[R] Power calculation for survival analysis
marc_schwartz at me.com
Wed Sep 21 19:20:12 CEST 2011
On Sep 21, 2011, at 8:54 AM, Duke wrote:
> I am trying to do a power calculation for a survival analysis using a
> logrank test and I need some help properly doing this in R. Here is the
> information that I know:
> - I have 2 groups, namely HG and LG
> - Retrospective analysis with subjects gathered from archival data over 20
> years. No new recruitment of subjects and no estimated time to target
> accrual and accrual rate.
> - Survival measured in both groups at 1 year, 3 years, 5 years.
> - Assume 50% survival for LG and 30% survival for HG at 5 years.

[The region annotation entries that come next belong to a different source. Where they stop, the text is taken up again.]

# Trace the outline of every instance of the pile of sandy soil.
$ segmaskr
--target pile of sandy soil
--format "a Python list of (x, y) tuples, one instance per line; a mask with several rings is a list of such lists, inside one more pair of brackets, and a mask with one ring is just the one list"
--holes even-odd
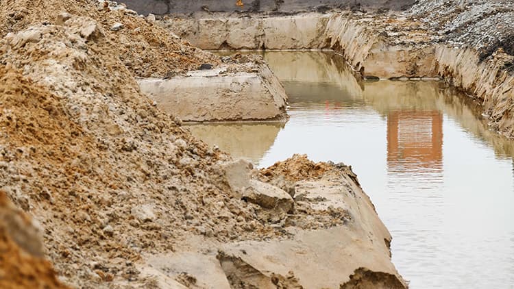
[(43, 258), (40, 229), (0, 190), (0, 288), (67, 288)]
[[(0, 2), (0, 38), (34, 24), (56, 24), (62, 12), (87, 16), (102, 28), (106, 41), (99, 47), (110, 51), (137, 77), (163, 77), (216, 65), (219, 58), (196, 49), (135, 12), (114, 2), (95, 0), (30, 0)], [(111, 29), (117, 23), (118, 31)]]
[[(37, 11), (74, 3), (49, 2)], [(58, 25), (36, 23), (0, 40), (0, 188), (40, 223), (64, 282), (145, 286), (135, 266), (142, 256), (173, 252), (191, 236), (270, 240), (289, 238), (286, 226), (344, 223), (343, 210), (304, 205), (286, 223), (285, 212), (234, 197), (223, 168), (230, 157), (140, 92), (110, 23), (58, 16)]]

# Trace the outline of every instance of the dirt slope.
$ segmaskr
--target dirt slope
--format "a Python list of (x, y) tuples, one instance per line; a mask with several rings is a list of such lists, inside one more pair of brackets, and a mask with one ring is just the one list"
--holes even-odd
[[(123, 5), (95, 0), (8, 0), (0, 2), (0, 38), (34, 24), (56, 24), (62, 12), (90, 17), (103, 28), (105, 46), (138, 77), (162, 77), (216, 64), (218, 58), (182, 42)], [(121, 23), (119, 31), (111, 31)]]
[(67, 288), (42, 257), (40, 235), (37, 224), (0, 190), (0, 288)]
[(288, 238), (283, 226), (343, 223), (344, 210), (302, 207), (286, 225), (285, 212), (238, 197), (223, 165), (230, 157), (140, 92), (106, 49), (116, 44), (109, 31), (73, 16), (0, 40), (0, 188), (41, 223), (66, 283), (146, 286), (142, 256), (192, 236), (262, 240)]

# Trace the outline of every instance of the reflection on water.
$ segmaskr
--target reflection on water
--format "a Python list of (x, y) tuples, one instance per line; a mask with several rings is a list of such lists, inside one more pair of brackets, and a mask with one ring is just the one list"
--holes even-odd
[(258, 153), (231, 131), (208, 142), (234, 139), (226, 149), (260, 166), (295, 153), (351, 164), (413, 288), (514, 288), (514, 142), (489, 131), (475, 103), (438, 82), (359, 84), (333, 54), (265, 57), (289, 121)]

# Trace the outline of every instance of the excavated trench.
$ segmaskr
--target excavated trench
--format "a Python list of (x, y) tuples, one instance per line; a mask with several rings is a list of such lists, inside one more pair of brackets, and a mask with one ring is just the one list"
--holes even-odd
[(197, 13), (160, 23), (204, 49), (328, 49), (341, 54), (365, 78), (442, 79), (480, 102), (493, 129), (514, 136), (514, 75), (509, 69), (514, 57), (500, 49), (484, 61), (472, 49), (440, 41), (441, 35), (412, 17), (350, 12)]
[(358, 81), (332, 52), (263, 56), (289, 121), (188, 126), (194, 136), (262, 167), (291, 151), (351, 164), (411, 288), (512, 284), (514, 142), (490, 130), (479, 103), (441, 81)]

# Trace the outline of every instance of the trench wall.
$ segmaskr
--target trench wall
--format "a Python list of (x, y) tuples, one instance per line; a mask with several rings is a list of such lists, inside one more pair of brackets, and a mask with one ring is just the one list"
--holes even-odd
[(203, 49), (328, 49), (369, 77), (437, 77), (433, 47), (389, 44), (345, 14), (174, 18), (162, 24)]
[(243, 6), (236, 0), (125, 0), (130, 9), (143, 14), (212, 12), (297, 12), (323, 11), (332, 8), (406, 10), (414, 0), (243, 0)]

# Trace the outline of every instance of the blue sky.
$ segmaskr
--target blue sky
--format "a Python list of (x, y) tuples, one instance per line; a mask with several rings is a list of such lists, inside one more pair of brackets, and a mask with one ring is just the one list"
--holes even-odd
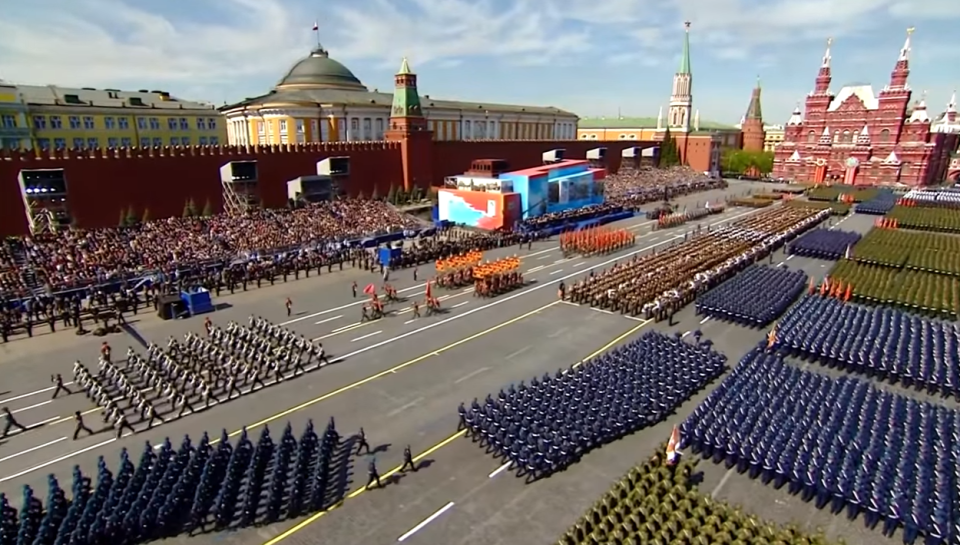
[(703, 119), (737, 122), (759, 75), (764, 117), (783, 123), (828, 36), (834, 90), (881, 88), (908, 26), (910, 83), (930, 108), (960, 86), (956, 0), (33, 0), (0, 13), (0, 78), (217, 104), (266, 92), (313, 46), (315, 20), (371, 89), (390, 88), (408, 56), (421, 94), (581, 116), (656, 115), (685, 20)]

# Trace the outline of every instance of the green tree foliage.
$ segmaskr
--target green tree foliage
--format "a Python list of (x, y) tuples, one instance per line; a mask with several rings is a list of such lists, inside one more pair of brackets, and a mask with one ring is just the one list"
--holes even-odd
[(760, 174), (773, 171), (773, 152), (726, 149), (720, 154), (720, 170), (734, 174), (744, 174), (751, 169)]
[(675, 167), (680, 164), (680, 151), (677, 149), (677, 140), (667, 128), (660, 142), (660, 168)]

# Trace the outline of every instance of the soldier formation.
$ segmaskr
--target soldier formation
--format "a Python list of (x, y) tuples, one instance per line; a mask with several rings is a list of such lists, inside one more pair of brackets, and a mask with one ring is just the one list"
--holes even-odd
[(299, 440), (288, 424), (274, 442), (244, 430), (231, 445), (206, 434), (179, 448), (147, 443), (134, 464), (124, 449), (114, 474), (100, 457), (96, 484), (73, 470), (71, 498), (49, 477), (44, 505), (25, 486), (18, 512), (0, 494), (0, 543), (134, 545), (181, 533), (267, 524), (329, 508), (342, 499), (341, 438), (333, 420), (322, 434), (308, 423)]
[[(150, 344), (143, 355), (128, 348), (123, 362), (114, 362), (104, 343), (98, 369), (78, 360), (73, 376), (120, 437), (124, 431), (135, 433), (131, 420), (150, 429), (165, 422), (164, 414), (180, 418), (328, 363), (322, 344), (251, 316), (247, 326), (231, 322), (220, 328), (208, 322), (206, 337), (171, 337), (165, 348)], [(84, 429), (89, 430), (79, 416), (74, 439)]]
[(720, 376), (726, 357), (699, 336), (695, 343), (647, 333), (575, 369), (461, 404), (460, 426), (518, 475), (550, 475), (661, 421)]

> - Assume a 6 month difference in overall survival to be statistically
> - Total sample size is ~ N=500 with 15% of subjects comprising the LG group;
> 85% make up the HG group.
> The main hypothesis is that HG group has shorter overall survival than LG
> Can someone please help me out with how to properly calculate the power for
> such a situation using R? This is new to me.
Short answer, look at the cpower() function in Frank's Hmisc package on CRAN.
Have you already performed the data collection and analysis? If so, then performing a post hoc power calculation is highly problematic. Do a Google search on "post hoc power" and you will find a myriad of resources/citations.
Given the sizable differences in the two samples and that this is a retrospective analysis, you are almost certainly going to have selection bias issues to deal with in comparing the two groups, since presumably they were not prospectively randomized to group, even with the ratio indicated.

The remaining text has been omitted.